Wednesday, July 8, 2009

The Videogamer, Vol. VI


Ghostbusters: The Video Game.

Who ya gonna call? Ghostbusters: The Video Game, if bustin' and gamin' make you feel good. After early June's Indiana Jones and the Staff of Kings debacle, this Atari product proves that a popular license doesn't always lead to a sucky game.

Taking place 2 years after Ghostbusters 2, the game positions you as a rookie, learning the ropes from Peter, Ray, Egon, and Winston. All of the original actors are present, and no one--not even Bill Murray--sound as if they're phoning their performance in. The script by Dan Akroyd and Harold Ramis is funny; the dialogue would work were this actually Ghostbusters 3. (The lines would work better were this a film. Flimsy, funny one-liners don't get better when repeated during a particularly difficult stretch of gaming.)
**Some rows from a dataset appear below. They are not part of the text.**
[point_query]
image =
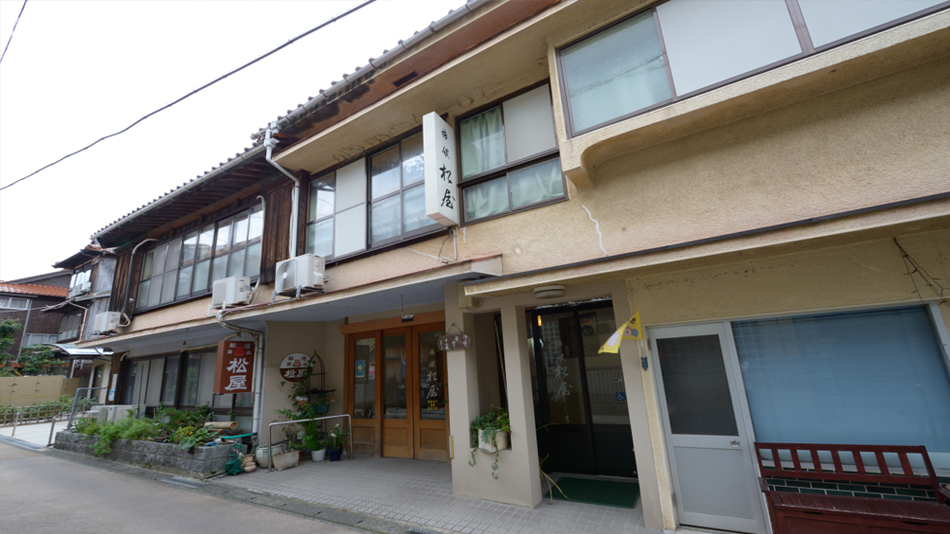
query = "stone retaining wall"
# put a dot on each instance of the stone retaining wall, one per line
(202, 462)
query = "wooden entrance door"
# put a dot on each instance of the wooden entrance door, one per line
(398, 392)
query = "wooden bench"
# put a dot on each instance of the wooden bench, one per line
(876, 468)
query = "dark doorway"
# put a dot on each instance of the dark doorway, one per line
(579, 396)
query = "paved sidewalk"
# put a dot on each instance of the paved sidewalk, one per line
(420, 492)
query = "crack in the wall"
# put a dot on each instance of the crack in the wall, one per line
(600, 236)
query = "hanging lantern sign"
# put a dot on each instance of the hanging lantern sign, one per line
(452, 341)
(295, 367)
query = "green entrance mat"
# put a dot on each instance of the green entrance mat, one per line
(596, 491)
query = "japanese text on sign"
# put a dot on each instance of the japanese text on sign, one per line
(440, 170)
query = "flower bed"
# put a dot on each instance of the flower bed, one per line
(199, 462)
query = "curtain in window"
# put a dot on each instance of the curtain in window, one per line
(870, 378)
(486, 199)
(536, 184)
(483, 143)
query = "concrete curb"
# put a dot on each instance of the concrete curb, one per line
(356, 521)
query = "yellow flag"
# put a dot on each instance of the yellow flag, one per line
(628, 330)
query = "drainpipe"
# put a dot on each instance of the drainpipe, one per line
(128, 285)
(269, 143)
(260, 339)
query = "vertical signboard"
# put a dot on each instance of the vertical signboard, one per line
(441, 171)
(234, 368)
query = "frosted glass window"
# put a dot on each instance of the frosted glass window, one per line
(709, 42)
(529, 124)
(486, 199)
(615, 73)
(831, 20)
(349, 233)
(536, 184)
(875, 378)
(482, 138)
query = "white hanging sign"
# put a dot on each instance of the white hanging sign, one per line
(441, 170)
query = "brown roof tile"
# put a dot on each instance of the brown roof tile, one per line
(33, 289)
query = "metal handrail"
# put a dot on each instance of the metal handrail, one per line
(270, 451)
(72, 413)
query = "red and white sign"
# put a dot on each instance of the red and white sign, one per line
(295, 367)
(234, 368)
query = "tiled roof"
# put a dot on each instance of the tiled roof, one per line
(33, 289)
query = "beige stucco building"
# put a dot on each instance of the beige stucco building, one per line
(774, 204)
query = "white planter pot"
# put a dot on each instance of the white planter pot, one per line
(501, 441)
(261, 455)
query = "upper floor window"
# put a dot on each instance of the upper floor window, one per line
(80, 282)
(397, 196)
(187, 265)
(69, 327)
(14, 303)
(682, 47)
(508, 157)
(371, 202)
(32, 340)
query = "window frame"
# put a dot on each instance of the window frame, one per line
(801, 31)
(400, 192)
(509, 167)
(181, 237)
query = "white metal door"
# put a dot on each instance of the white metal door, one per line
(710, 451)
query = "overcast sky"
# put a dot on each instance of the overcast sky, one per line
(77, 71)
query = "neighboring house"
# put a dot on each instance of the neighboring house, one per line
(91, 277)
(766, 183)
(24, 300)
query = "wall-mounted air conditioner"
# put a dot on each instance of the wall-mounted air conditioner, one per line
(105, 323)
(304, 272)
(230, 291)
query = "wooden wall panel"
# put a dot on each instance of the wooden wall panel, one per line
(276, 244)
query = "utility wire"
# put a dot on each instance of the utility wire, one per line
(205, 86)
(12, 31)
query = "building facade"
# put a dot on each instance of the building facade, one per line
(766, 186)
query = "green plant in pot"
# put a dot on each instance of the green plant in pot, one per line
(490, 434)
(335, 442)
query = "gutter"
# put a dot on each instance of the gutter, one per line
(339, 88)
(238, 160)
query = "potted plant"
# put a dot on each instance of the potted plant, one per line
(490, 434)
(336, 441)
(317, 445)
(490, 430)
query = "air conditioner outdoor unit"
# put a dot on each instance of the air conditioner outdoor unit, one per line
(305, 272)
(105, 323)
(231, 290)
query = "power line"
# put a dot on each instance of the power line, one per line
(12, 31)
(205, 86)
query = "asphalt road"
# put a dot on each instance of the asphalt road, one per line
(40, 493)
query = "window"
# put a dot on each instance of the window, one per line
(32, 340)
(320, 211)
(508, 157)
(187, 265)
(79, 282)
(397, 193)
(14, 303)
(69, 328)
(681, 47)
(875, 377)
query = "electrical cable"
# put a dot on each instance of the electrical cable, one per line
(205, 86)
(12, 32)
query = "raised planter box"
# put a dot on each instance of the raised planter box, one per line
(203, 462)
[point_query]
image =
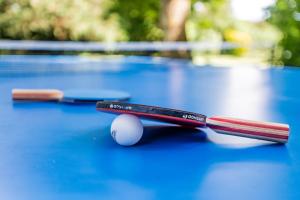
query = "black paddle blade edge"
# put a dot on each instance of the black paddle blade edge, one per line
(153, 113)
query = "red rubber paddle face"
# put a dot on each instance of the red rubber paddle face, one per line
(154, 113)
(269, 131)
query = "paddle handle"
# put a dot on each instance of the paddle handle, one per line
(270, 131)
(37, 94)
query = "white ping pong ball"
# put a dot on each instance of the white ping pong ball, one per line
(126, 129)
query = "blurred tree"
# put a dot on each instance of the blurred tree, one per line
(57, 20)
(139, 19)
(285, 15)
(173, 17)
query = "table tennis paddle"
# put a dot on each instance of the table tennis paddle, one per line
(69, 96)
(275, 132)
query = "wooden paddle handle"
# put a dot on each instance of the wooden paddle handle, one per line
(275, 132)
(37, 94)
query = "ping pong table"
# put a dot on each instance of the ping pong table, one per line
(65, 151)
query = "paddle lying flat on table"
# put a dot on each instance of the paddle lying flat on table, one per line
(275, 132)
(69, 96)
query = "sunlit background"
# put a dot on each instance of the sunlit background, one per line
(263, 33)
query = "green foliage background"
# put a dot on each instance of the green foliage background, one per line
(286, 16)
(136, 20)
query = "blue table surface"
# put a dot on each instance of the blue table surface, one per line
(63, 151)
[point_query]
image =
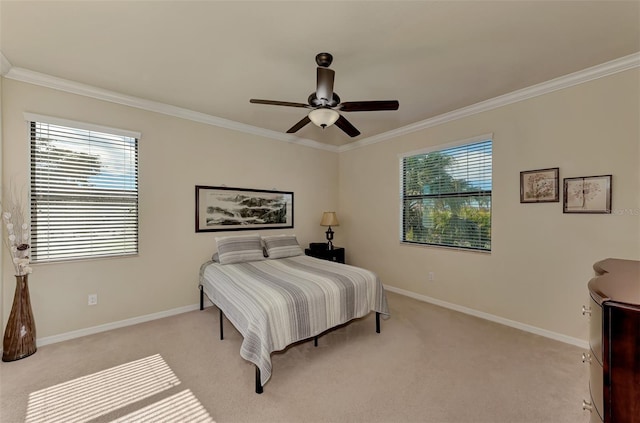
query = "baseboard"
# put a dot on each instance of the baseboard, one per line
(507, 322)
(114, 325)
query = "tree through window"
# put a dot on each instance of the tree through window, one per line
(84, 193)
(446, 196)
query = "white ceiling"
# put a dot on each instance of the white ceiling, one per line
(213, 56)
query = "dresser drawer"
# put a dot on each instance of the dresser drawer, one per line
(595, 330)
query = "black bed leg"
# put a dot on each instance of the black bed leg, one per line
(258, 384)
(221, 327)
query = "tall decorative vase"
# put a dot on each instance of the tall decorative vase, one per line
(20, 334)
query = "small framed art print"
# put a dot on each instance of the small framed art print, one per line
(540, 186)
(587, 194)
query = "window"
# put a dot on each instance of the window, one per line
(446, 196)
(84, 191)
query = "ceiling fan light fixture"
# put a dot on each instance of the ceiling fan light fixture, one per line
(323, 117)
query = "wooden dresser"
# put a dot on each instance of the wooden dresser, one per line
(614, 359)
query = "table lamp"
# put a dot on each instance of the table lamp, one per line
(329, 219)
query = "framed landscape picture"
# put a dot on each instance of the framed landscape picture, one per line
(237, 209)
(540, 186)
(587, 194)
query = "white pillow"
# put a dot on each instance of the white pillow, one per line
(281, 246)
(239, 249)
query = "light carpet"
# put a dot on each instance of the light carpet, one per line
(428, 364)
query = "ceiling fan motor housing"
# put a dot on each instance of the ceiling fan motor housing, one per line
(324, 59)
(315, 102)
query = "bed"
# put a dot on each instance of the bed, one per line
(287, 297)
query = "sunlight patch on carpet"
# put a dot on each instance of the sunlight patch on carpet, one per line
(181, 407)
(90, 396)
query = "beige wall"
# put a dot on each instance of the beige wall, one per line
(175, 155)
(541, 258)
(535, 275)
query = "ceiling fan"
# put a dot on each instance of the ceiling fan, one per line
(325, 104)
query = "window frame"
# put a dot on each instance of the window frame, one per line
(442, 148)
(86, 254)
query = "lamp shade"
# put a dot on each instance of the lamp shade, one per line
(329, 219)
(323, 117)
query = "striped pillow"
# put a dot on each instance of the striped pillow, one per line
(281, 246)
(239, 249)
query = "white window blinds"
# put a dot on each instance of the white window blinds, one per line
(446, 197)
(84, 193)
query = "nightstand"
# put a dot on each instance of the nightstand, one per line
(337, 254)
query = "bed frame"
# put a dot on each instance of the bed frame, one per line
(259, 388)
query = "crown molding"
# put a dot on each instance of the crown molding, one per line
(48, 81)
(599, 71)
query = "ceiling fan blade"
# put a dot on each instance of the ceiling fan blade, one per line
(347, 127)
(369, 106)
(324, 88)
(279, 103)
(299, 125)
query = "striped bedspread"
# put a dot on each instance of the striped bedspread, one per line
(274, 303)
The graphics are sharp (the familiar faces are rendered perfectly), and the gameplay is tight. The difficulty on a few sections is less fun and more frustrating, and the final boss is way too easy. The music from the original two hour movie gets repetive over the course of the brief game (5-6 hours).
I would have preferred playing as one of the real Ghostbusters, be it my choice or the developer's. Also, the mute, nameless protagonist is undynamic and extremely awkward in the cutscenes.

Imperfect though it might be, Ghostbusters: The Video Game answered the call, delivering the most gaming fun of the summer. 8 Slimers out of 10.